Introduction: On 11 March 2011, a magnitude 9.0 earthquake caused a huge tsunami that struck Northeast Japan, resulting in nearly 20 000 deaths. We investigated mortality patterns by age, sex, and region in the 3 most severely affected prefectures. Methods: Using police data on earthquake victims in Iwate, Miyagi, and Fukushima prefectures, mortality rates by sex, age group, and region were calculated, and regional variability in mortality rates across age groups was compared using rate ratios (RRs), with the rates in Iwate as the reference. Results: In all regions, age-specific mortality showed a tendency to increase with age; there were no sex differences.
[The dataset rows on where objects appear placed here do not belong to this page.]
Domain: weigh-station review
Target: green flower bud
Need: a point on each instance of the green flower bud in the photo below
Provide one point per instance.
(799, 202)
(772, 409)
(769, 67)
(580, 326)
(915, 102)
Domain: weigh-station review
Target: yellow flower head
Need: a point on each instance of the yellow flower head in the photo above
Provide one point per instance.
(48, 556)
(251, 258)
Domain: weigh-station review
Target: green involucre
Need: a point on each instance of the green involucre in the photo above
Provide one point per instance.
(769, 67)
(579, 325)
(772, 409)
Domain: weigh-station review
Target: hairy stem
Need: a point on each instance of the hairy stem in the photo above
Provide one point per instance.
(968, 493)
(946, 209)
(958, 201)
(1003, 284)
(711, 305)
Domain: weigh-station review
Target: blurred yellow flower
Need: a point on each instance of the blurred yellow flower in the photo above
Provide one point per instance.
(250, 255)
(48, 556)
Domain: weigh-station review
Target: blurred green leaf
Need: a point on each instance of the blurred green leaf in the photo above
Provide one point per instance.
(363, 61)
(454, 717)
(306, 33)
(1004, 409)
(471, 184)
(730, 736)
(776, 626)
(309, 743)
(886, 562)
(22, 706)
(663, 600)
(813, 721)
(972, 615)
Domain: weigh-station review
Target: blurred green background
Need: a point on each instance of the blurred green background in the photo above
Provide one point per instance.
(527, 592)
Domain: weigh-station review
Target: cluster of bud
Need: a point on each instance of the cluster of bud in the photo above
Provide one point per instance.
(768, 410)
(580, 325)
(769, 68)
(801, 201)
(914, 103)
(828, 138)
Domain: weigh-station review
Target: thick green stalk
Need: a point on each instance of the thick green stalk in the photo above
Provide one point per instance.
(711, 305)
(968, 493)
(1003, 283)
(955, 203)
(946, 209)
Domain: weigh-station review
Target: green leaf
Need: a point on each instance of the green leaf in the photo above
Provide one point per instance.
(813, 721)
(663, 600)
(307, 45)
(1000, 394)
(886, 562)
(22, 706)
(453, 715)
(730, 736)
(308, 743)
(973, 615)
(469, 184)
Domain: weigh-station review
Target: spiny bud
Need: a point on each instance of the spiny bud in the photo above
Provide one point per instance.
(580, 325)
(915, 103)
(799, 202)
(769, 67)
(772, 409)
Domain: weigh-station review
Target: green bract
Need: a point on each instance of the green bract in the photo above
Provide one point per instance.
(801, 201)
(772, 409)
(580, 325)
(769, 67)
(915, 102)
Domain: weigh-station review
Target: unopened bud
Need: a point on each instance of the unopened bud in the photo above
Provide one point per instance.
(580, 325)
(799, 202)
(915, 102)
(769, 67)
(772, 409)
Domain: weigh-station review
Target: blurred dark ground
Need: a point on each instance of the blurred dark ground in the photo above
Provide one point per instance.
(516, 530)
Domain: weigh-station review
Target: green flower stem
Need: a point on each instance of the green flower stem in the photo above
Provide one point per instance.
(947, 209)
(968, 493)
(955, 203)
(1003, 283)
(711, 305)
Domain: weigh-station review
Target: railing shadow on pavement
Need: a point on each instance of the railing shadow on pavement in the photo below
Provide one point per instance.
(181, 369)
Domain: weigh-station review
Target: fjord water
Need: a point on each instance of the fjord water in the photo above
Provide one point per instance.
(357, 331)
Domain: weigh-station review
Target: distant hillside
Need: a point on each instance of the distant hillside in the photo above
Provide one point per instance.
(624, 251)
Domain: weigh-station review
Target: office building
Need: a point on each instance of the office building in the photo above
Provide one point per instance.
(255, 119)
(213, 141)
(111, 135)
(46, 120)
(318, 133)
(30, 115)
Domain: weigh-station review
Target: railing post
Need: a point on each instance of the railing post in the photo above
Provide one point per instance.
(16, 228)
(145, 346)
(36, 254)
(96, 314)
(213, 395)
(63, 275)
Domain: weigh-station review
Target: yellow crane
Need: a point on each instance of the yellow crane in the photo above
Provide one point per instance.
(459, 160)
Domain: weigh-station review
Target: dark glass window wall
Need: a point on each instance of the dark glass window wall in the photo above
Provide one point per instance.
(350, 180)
Among residents of Iwate, mortality was markedly lower among school-aged children as compared with other age groups. In northern Miyagi and the southern part of the study area, RRs were higher among school-aged children than among other age groups. Conclusions: The present study could not address the reasons for the observed mortality patterns and regional differences. To improve preparedness policies, future research should investigate the reasons for regional differences.